[pulseaudio-discuss] pulseaudio (V5) incorrect rate detection on usb sound card with raspberry

Alexander E. Patrakov patrakov at gmail.com
Tue Oct 28 05:04:03 PDT 2014


28.10.2014 16:39, mailing lists wrote:
> Hello Tanu,
>
>> I'm not sure if you mentioned this already before (sorry for not
>> bothering to check), but is the PA version the same between the
>> machines? If not, then something may have been fixed in PA, but in any
>> case it seems more likely to me that there was some change in the kernel
>> driver or alsa-lib that fixed the issue that makes PulseAudio conclude
>> that the sound card doesn't support 44100 Hz.
>
> raspbian comes with PA 2, but I did compiled PA 5, just to discard this type of problems, you can see the output here and yes both test are with PA 5:
>
> http://lists.freedesktop.org/archives/pulseaudio-discuss/2014-October/022015.html
>
> I don't think there is a kernel driver or alsa-lib bug because other software like the Music Player Daemon haven't problem using the alsa device with only 10% of cpu usage (mp3 decoding), but with mpd Pulseaudio output or any other program (local or remote) cpu is 100% ... you known music is 44100 and PA detects a 48000 sound card so it needs resampling.
>
> That I don't understand is how PA determines sound card capabilities....

The theory is very simple. It probes at startup whether the configured 
sample rate and the alternate sample rate (both can be seen in 
/etc/pulse/daemon.conf) are supported. If none is supported, PulseAudio 
picks a somewhat-random rate that is supported by the card. The result 
of this step is either one or two rates that are known to be supported.

So, the first step in debugging should be to see whether daemon.conf 
files are identical.

When a new stream appears, PulseAudio attempts to open the sound device 
(sink) and chooses a sample rate. Of course, if either the device or its 
monitor is already used, then the sample rate cannot be changed, end of 
story. If the device is not already open, then PulseAudio tries to make 
sure that the resampler has less work to do. Namely, if both the stream 
and one of the two detected known-supported rates are from the 
"divisible by 11025 Hz" family, this kind of rate is used (i.e. if 44100 
Hz is supported, then a 22050 Hz stream would be resampled to 44100 Hz, 
even if 48000 Hz is also supported). The same rule is then applied to 
the "divisible by 4000 Hz" family of sample rates. If none of the 
family-rules work, the default sample rate is tried. Of course, "tried" 
and "used" is not the same - the device may have its own constraints, 
e.g. require identical rates for capture and playback. In any case, the 
final say in the sample rate choice is with the hardware.
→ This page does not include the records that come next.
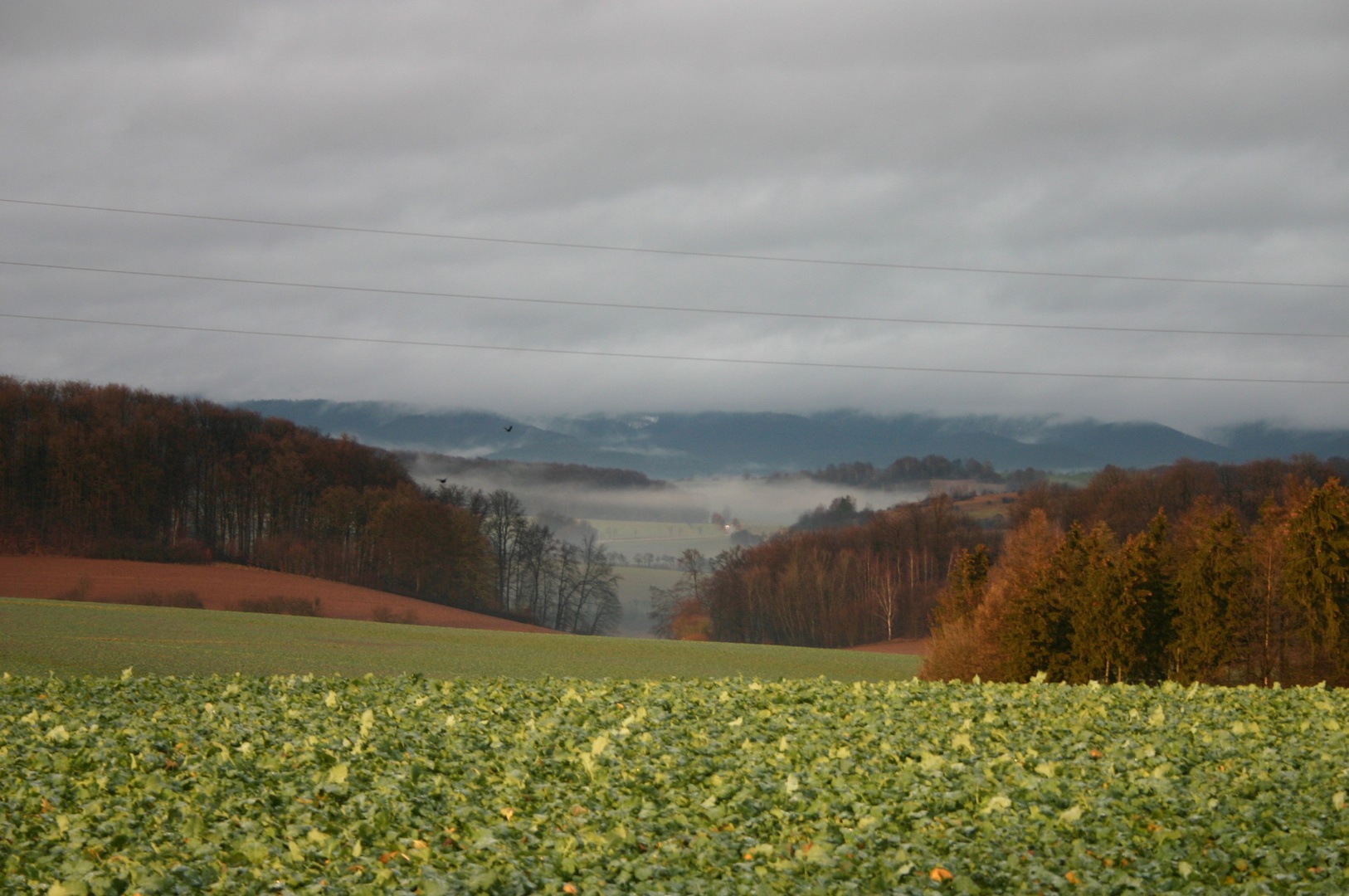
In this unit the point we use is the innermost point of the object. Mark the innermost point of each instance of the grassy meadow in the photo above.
(90, 639)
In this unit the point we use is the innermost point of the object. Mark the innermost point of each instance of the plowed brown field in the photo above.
(222, 586)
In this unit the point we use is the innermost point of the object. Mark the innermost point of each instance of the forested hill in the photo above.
(674, 446)
(119, 473)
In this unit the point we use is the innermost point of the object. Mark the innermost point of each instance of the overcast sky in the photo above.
(1148, 139)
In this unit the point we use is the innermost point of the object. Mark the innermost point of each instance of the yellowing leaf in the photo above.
(999, 803)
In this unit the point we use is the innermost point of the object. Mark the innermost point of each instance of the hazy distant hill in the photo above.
(722, 443)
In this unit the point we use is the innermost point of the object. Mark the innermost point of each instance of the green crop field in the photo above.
(290, 784)
(90, 639)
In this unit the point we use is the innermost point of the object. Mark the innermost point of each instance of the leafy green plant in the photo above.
(681, 786)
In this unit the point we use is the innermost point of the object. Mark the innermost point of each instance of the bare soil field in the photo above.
(224, 586)
(909, 646)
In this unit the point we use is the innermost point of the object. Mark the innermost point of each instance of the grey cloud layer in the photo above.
(1200, 139)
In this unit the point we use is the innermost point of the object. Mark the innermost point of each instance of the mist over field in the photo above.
(762, 502)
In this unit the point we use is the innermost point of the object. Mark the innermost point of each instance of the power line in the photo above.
(680, 358)
(674, 251)
(678, 308)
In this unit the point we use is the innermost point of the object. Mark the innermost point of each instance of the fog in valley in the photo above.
(548, 489)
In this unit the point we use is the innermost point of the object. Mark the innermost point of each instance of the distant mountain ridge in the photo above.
(681, 446)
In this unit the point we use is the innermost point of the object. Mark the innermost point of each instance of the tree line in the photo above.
(116, 473)
(1222, 574)
(825, 588)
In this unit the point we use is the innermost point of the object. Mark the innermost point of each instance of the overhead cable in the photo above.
(676, 308)
(681, 252)
(679, 358)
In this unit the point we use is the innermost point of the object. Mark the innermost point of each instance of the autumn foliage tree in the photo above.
(844, 586)
(115, 473)
(1251, 592)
All this logic is properly logged in the "pulseaudio -vvv" output. So it 
would be nice if you provide these logs via some pastebin service.
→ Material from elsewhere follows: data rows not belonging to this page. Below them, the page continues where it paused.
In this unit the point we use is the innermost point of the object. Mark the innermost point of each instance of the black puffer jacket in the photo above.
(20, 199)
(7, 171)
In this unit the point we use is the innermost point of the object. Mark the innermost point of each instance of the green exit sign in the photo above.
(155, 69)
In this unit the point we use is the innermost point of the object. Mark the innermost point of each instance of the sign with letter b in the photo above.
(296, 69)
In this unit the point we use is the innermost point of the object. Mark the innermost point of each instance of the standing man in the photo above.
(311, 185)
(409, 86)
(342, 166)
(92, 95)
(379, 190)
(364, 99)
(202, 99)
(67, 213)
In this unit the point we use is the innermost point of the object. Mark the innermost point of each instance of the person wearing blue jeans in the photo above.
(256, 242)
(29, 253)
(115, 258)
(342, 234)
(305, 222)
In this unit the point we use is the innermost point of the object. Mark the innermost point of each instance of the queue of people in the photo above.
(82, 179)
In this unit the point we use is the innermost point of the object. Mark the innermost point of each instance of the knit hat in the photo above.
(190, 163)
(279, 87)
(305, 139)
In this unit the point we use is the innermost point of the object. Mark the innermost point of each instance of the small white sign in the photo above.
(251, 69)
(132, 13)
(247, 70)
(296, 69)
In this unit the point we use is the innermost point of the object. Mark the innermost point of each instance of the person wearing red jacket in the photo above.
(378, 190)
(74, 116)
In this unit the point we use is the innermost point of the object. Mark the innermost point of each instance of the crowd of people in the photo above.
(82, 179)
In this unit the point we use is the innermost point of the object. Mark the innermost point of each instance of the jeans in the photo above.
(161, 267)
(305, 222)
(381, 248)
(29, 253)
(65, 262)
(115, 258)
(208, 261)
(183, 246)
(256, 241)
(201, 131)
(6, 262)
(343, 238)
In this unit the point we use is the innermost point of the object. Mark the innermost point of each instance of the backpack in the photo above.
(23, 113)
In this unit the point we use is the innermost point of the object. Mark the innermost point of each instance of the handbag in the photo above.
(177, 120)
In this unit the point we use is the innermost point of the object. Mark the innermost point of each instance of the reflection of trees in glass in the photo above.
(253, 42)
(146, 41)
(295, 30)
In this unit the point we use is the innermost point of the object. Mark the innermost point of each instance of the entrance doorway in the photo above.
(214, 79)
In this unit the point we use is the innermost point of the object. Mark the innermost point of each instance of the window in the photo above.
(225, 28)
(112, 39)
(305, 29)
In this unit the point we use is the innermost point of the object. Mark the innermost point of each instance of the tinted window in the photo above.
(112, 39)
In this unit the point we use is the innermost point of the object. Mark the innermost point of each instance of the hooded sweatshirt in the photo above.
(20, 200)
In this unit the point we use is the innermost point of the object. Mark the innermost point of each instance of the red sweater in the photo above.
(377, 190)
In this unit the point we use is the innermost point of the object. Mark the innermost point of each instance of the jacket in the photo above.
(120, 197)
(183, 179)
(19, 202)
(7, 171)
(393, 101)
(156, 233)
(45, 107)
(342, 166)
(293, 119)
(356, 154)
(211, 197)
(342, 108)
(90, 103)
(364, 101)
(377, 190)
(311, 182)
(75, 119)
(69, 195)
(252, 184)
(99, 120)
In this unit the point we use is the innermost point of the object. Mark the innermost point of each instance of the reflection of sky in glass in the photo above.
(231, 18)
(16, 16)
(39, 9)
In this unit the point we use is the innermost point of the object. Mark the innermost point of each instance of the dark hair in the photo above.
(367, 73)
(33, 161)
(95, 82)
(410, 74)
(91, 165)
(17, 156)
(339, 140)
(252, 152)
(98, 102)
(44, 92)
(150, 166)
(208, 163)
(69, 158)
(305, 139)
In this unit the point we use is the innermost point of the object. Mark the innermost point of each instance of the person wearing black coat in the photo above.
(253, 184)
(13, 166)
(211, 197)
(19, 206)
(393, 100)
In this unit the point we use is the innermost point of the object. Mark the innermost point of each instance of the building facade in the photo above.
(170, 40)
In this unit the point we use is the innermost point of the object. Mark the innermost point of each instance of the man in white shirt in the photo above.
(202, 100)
As for resampling that eats 100% of your CPU, that's a misconfiguration 
(which is unfortunately too common on non-x86 CPUs). First, you should 
build speex with fixed-point support if you are not on x86-family CPU. 
Redundant float <-> fixed conversions, not the actual resampling 
process, is what eats CPU time on non-x86. Then, you should set the 
resampler to speex-fixed-1 (or to speex-fixed-3 just for a benchmark) in 
/etc/pulse/daemon.conf.

As for "why resampling at all" - this may be related to 
module-echo-cancel. Its stream always works at 32 kHz natively, so the 
rules above would select 48 kHz if this is supported by the card. Then, 
if some music appears before module-echo-cancel corks its stream due to 
timeout, it will also get resampled to 48 kHz.